Speech Research Lab @ DA-IICT Gandhinagar:

Keynote Speech 2

Title:Malay NLP: Current Trends, Challenges and Future Directions

Speaker: Nazlia Omar, Universiti Kebangsaan Malaysia (UKM), Malaysia


Malay is one of the Southeast Asian languages that is spoken by around 290 million native speakers. Malay NLP has recently gained much attention by both the industry and academia for representing and analysing the language computationally. It has been making some significant progress despite being one of the low resource languages. The talk will highlight some of the research efforts being investigated in Malay, the challenges in dealing with both the formal and informal language and future directions in this area.

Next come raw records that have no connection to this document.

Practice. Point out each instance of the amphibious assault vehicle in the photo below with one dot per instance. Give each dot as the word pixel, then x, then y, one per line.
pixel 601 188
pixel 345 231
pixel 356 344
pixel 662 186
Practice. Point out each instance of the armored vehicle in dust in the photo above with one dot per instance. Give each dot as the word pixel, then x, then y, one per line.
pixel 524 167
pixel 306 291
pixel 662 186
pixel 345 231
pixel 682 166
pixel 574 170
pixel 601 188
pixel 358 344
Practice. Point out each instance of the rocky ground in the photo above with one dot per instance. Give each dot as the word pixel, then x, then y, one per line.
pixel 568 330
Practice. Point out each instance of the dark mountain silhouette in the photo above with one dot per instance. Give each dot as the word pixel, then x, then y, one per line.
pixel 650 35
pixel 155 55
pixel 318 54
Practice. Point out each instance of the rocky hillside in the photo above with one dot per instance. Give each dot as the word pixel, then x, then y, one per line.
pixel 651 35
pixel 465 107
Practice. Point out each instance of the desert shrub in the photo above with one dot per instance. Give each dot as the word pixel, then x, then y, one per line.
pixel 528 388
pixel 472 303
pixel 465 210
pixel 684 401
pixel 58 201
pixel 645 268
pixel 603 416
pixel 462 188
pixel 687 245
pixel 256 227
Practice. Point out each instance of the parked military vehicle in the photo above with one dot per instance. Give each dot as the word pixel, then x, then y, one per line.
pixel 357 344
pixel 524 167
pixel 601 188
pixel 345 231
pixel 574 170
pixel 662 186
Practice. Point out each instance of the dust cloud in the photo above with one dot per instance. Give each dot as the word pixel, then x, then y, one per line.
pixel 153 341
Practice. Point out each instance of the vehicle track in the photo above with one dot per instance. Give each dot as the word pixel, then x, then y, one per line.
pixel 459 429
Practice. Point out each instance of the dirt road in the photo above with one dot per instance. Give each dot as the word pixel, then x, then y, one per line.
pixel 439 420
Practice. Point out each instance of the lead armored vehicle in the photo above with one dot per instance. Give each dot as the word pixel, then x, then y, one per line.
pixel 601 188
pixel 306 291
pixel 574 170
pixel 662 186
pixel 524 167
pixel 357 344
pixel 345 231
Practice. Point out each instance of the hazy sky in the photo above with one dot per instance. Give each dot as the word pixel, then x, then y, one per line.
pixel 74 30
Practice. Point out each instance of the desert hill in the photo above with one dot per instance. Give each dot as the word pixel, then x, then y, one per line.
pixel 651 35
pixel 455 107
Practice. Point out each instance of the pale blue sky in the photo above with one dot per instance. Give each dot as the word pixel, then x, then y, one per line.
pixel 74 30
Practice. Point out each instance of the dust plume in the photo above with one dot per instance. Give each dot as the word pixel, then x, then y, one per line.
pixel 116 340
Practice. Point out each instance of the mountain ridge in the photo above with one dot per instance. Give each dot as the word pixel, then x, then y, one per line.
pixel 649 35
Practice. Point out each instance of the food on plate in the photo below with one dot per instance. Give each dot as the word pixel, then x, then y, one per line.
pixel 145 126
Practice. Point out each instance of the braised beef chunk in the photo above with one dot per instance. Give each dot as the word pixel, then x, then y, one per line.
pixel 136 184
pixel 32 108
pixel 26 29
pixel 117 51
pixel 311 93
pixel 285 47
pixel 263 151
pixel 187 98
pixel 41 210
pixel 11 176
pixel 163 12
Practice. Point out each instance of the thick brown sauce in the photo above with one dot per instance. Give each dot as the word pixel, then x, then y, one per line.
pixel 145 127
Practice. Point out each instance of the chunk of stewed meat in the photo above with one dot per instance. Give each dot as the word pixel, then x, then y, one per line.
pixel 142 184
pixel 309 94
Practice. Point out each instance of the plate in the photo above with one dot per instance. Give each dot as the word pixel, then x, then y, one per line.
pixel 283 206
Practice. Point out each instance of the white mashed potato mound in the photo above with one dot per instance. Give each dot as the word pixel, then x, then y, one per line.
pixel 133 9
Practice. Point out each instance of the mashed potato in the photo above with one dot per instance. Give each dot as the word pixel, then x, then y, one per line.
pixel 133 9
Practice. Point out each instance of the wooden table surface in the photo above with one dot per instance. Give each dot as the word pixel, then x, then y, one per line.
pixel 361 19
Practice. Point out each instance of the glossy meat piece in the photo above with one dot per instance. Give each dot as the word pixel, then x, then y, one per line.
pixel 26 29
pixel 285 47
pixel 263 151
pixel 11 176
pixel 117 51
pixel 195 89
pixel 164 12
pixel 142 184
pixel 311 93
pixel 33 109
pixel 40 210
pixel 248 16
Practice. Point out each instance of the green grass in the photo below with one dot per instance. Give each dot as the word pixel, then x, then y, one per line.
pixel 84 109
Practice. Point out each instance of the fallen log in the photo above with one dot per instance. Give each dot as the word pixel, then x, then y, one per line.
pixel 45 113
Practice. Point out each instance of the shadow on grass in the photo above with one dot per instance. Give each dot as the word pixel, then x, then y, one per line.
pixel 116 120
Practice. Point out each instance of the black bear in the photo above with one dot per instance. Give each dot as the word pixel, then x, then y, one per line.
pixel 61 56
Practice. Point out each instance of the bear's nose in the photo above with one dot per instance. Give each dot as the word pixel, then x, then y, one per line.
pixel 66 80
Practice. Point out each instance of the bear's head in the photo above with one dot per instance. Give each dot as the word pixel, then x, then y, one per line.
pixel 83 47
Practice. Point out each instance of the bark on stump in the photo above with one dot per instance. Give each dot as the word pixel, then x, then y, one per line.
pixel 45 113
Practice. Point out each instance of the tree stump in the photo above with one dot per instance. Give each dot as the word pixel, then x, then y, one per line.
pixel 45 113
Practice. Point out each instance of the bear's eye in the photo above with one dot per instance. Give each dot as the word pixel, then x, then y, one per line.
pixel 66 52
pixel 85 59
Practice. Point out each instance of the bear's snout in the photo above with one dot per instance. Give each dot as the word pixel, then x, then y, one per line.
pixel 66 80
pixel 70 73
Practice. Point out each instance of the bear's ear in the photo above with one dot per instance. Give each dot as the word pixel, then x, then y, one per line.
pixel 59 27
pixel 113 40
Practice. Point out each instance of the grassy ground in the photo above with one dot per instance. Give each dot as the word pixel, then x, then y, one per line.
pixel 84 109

Nazlia Omar is currently an Associate Professor at the Center for AI Technology (CAIT), Faculty of Information Science and Technology (FTSM), Universiti Kebangsaan Malaysia (UKM). She holds her PhD from the University of Ulster, UK. Her main research interest is in the area of Natural Language Processing and Computational Linguistics. She is a member of the Asian Language Processing Lab (ASLAN) at CAIT, FTSM, UKM.